Plot the point \(P\) whose polar coordinates are \(\left( -2,-\dfrac{3\pi }{4}\right)\). Then find three other polar coordinates of the same point with the properties:

(a) \(r>0\) and \(0<\theta <2\pi\)

(b) \(r>0\) and \(-2\pi <\theta <0\)

(c) \(r<0\) and \(0<\theta <2\pi\)

Solution  The point \(\left( -2,-\dfrac{3\pi }{4}\right)\) is located by first drawing the angle \(-\dfrac{3\pi }{4}\).
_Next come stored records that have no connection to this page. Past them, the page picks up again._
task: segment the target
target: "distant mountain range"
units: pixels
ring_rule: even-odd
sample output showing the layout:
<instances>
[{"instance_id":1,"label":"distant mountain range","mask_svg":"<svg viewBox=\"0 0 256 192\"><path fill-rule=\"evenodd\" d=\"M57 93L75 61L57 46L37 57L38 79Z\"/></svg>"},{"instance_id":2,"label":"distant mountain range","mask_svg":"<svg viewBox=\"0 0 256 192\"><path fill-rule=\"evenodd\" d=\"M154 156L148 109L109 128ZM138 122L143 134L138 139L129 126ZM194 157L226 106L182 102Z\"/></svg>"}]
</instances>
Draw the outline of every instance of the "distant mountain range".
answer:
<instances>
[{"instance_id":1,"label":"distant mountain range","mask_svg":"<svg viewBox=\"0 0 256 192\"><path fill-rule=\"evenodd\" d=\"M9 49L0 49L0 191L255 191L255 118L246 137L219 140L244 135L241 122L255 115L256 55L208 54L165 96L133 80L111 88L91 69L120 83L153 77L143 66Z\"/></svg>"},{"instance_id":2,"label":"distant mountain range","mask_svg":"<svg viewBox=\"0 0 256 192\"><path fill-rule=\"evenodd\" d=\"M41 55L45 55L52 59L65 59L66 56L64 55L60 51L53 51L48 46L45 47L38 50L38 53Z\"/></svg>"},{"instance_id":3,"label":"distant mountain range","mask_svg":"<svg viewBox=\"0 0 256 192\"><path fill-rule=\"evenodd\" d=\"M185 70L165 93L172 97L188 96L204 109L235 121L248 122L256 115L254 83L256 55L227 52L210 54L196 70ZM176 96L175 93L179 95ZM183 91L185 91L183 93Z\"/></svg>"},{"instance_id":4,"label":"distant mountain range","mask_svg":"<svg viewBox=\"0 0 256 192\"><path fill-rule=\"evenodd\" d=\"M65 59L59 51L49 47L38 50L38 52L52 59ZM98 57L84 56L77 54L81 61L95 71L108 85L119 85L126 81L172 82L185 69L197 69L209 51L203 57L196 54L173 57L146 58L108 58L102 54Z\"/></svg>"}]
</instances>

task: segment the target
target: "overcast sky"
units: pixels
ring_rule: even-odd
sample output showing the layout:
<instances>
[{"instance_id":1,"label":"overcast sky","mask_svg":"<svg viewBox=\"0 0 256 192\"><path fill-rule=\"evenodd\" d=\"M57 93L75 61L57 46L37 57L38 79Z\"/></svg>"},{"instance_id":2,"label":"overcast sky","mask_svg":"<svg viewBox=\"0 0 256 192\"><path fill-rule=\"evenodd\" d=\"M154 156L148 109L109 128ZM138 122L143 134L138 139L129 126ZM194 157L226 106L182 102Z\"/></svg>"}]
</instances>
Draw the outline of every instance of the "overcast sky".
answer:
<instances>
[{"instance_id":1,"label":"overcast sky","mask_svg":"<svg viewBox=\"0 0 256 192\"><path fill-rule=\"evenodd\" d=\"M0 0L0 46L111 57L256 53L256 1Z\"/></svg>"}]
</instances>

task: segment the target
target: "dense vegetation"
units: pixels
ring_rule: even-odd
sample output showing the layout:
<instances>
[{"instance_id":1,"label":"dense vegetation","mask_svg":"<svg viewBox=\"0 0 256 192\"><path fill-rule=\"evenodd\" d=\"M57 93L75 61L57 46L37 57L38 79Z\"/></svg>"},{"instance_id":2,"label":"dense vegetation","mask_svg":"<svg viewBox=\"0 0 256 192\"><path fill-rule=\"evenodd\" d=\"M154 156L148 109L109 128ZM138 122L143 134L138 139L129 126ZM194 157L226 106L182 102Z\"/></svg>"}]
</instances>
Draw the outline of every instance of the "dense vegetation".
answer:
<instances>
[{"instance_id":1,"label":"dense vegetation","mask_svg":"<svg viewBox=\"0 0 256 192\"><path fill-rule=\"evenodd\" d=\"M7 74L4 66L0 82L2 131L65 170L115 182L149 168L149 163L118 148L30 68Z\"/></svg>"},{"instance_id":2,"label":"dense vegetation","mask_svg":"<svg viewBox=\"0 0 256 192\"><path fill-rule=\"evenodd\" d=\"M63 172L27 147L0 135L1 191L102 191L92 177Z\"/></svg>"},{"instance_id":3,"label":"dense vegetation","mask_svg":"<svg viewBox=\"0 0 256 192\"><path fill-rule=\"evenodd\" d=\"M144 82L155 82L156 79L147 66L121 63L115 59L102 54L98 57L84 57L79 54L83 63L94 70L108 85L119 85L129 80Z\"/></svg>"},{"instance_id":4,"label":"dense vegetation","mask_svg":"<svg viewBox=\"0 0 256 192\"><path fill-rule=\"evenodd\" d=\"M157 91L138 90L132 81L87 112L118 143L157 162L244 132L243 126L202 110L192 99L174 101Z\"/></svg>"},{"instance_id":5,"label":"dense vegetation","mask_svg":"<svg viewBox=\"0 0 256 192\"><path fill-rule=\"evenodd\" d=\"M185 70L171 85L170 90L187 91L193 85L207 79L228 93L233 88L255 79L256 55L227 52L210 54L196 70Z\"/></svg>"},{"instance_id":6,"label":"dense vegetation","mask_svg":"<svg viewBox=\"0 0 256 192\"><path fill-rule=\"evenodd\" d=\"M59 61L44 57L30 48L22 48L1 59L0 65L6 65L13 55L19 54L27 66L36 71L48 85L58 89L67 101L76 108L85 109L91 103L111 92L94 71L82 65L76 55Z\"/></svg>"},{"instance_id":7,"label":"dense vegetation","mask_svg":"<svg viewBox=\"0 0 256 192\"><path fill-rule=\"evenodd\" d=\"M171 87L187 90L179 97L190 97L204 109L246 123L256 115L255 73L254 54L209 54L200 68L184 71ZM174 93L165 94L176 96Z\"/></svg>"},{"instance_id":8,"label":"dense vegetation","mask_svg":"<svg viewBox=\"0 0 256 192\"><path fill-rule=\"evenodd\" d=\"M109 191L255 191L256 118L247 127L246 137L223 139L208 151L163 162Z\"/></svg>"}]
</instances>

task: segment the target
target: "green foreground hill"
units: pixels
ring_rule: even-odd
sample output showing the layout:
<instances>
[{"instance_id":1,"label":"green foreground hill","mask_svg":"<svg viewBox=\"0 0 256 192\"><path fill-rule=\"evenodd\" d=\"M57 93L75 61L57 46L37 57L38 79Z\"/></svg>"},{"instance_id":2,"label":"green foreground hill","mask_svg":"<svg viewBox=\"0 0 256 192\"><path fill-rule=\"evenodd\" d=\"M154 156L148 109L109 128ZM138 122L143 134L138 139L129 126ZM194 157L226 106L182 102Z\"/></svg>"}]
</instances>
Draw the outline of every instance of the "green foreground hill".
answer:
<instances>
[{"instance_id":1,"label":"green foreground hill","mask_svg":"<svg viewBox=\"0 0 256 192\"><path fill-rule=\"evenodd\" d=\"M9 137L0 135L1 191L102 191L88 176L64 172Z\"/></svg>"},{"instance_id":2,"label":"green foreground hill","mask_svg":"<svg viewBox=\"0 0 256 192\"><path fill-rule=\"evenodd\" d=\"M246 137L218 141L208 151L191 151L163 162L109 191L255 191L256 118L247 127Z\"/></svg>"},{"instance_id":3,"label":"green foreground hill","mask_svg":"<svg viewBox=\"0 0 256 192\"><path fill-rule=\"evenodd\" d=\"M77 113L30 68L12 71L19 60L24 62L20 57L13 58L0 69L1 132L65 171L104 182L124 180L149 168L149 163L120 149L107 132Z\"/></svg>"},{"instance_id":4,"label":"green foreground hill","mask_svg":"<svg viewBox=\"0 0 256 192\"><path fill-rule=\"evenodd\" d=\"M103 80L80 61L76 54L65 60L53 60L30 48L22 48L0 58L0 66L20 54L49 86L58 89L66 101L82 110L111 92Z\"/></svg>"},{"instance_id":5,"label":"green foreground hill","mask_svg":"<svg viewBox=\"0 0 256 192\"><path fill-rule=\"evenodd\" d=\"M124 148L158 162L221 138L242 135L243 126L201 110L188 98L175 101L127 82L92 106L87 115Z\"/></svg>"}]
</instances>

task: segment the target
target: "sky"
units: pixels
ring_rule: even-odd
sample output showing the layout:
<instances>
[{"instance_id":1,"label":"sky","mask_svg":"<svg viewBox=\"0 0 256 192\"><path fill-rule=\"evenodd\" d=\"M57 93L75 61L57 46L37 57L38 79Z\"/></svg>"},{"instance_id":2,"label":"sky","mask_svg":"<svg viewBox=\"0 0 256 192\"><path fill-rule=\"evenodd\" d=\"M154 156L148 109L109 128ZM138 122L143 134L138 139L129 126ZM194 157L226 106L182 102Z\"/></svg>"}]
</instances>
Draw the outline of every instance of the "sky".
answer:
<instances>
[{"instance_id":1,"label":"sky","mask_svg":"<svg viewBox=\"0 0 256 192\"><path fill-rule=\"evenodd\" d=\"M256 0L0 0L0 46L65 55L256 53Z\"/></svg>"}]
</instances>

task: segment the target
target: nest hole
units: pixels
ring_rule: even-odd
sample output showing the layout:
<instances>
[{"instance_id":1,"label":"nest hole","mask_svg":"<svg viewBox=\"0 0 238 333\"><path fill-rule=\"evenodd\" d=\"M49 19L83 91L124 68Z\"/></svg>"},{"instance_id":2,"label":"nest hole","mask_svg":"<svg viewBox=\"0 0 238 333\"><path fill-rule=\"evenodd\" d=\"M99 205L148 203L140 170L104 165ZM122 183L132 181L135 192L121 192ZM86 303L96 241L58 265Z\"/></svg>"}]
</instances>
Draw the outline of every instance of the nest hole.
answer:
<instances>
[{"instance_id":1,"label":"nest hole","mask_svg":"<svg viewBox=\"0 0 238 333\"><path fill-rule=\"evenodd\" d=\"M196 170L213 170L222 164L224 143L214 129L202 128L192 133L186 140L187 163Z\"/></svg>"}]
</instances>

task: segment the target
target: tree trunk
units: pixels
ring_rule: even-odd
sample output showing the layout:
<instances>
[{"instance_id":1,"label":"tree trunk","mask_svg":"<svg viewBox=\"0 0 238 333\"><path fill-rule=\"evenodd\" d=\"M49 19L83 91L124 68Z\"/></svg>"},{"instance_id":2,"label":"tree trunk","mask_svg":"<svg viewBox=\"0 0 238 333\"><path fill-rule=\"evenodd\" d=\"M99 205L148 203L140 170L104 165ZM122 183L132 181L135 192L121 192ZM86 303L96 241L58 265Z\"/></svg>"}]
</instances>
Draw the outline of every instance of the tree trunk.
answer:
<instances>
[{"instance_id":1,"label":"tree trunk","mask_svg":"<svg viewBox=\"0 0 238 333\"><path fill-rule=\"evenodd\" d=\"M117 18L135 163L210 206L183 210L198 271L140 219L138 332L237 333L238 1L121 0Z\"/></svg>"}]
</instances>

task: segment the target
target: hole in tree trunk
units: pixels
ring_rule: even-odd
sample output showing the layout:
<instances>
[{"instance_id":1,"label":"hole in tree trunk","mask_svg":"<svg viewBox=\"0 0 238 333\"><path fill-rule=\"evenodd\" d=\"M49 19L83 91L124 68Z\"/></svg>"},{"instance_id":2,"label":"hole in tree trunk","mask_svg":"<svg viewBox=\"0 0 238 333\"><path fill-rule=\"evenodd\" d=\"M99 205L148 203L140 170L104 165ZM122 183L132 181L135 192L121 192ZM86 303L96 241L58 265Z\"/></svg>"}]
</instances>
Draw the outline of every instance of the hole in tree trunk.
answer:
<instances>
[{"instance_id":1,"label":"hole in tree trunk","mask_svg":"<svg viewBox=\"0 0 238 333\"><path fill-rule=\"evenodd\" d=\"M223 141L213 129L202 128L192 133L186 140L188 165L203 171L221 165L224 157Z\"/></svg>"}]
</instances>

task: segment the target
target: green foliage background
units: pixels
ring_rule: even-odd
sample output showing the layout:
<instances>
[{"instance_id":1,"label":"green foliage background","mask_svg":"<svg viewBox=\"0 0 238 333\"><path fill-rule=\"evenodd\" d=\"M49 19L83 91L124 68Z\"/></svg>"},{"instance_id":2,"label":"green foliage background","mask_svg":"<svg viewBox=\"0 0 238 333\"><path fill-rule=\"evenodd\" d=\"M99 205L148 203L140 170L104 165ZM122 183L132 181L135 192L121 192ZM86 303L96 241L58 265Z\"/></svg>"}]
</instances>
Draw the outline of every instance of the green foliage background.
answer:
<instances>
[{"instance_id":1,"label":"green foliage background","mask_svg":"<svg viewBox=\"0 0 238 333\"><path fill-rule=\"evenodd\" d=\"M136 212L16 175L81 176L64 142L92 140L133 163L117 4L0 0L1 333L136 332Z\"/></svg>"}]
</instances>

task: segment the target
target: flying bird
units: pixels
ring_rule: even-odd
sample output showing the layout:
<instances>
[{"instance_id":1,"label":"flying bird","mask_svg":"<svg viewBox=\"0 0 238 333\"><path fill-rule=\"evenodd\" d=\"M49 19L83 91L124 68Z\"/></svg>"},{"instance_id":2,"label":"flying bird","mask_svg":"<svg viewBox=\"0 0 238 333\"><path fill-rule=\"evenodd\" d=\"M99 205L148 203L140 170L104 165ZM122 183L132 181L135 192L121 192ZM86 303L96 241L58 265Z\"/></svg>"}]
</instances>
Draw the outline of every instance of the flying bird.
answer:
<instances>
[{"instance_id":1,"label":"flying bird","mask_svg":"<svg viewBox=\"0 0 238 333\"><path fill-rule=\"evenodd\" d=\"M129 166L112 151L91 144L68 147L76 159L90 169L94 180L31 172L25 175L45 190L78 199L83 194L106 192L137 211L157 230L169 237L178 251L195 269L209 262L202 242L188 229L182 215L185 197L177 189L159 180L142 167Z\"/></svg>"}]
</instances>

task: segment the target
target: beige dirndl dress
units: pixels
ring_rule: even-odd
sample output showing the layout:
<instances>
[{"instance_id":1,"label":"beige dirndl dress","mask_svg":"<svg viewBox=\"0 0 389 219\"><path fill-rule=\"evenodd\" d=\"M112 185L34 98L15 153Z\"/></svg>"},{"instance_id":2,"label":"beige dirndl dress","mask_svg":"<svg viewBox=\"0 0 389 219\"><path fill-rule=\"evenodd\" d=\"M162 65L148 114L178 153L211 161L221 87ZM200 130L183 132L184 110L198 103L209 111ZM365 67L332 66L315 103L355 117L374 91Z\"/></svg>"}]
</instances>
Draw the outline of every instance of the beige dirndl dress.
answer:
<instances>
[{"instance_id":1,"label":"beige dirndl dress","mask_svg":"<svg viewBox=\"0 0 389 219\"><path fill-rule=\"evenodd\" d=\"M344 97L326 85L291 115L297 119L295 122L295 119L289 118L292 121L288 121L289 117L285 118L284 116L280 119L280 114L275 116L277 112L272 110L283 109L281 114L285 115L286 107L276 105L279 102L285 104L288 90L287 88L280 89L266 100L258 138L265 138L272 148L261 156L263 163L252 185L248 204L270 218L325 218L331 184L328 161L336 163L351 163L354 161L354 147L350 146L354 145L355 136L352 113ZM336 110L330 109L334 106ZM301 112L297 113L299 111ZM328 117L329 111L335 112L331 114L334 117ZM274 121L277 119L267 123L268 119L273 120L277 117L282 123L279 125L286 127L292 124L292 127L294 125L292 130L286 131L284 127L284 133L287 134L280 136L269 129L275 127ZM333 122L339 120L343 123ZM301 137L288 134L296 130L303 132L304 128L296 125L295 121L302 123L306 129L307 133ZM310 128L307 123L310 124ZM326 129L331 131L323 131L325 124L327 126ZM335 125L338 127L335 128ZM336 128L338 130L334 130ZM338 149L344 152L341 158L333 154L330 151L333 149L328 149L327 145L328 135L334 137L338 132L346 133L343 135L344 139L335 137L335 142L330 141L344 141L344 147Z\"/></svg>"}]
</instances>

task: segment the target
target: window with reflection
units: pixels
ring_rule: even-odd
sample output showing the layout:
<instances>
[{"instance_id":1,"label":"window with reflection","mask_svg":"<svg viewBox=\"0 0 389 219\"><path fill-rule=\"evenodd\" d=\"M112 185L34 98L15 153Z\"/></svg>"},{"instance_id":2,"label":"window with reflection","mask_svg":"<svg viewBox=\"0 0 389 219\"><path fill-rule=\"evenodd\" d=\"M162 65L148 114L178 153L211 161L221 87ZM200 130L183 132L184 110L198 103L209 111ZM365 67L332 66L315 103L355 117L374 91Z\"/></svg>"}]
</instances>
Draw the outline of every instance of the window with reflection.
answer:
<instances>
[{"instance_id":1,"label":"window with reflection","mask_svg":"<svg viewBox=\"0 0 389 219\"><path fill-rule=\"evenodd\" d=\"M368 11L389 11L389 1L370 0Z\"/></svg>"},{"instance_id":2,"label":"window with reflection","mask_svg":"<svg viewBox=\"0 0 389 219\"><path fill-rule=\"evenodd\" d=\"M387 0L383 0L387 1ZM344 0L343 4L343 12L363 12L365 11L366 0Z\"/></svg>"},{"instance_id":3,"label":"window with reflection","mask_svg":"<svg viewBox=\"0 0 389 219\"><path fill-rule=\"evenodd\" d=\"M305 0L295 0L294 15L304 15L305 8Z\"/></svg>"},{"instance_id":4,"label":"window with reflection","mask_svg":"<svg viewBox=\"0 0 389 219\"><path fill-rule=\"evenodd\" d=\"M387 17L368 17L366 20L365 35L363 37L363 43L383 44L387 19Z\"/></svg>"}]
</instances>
Then \(P\) is on the extension of the terminal side of \(\theta \) through the pole at a distance \(2\) units from the pole, as shown in Figure 31.

(a) The point \(P=( r,\theta ) ,\) \(r>0,\) \(0<\theta<2\pi\) is \(\left( 2,\dfrac{\pi }{4}\right)\), as shown in Figure 32(a).

(b) The point \(P=( r,\theta ) ,\) \(r>0,\) \(-2\pi <\theta<0\) is \(\left( 2,-\dfrac{7\pi }{4}\right)\), as shown in Figure 32(b).

(c) The point \(P=( r,\theta ) ,\) \(r<0,\) \(0<\theta<2\pi\) is \(\left( -2,\dfrac{5\pi }{4}\right)\), as shown in Figure 32(c).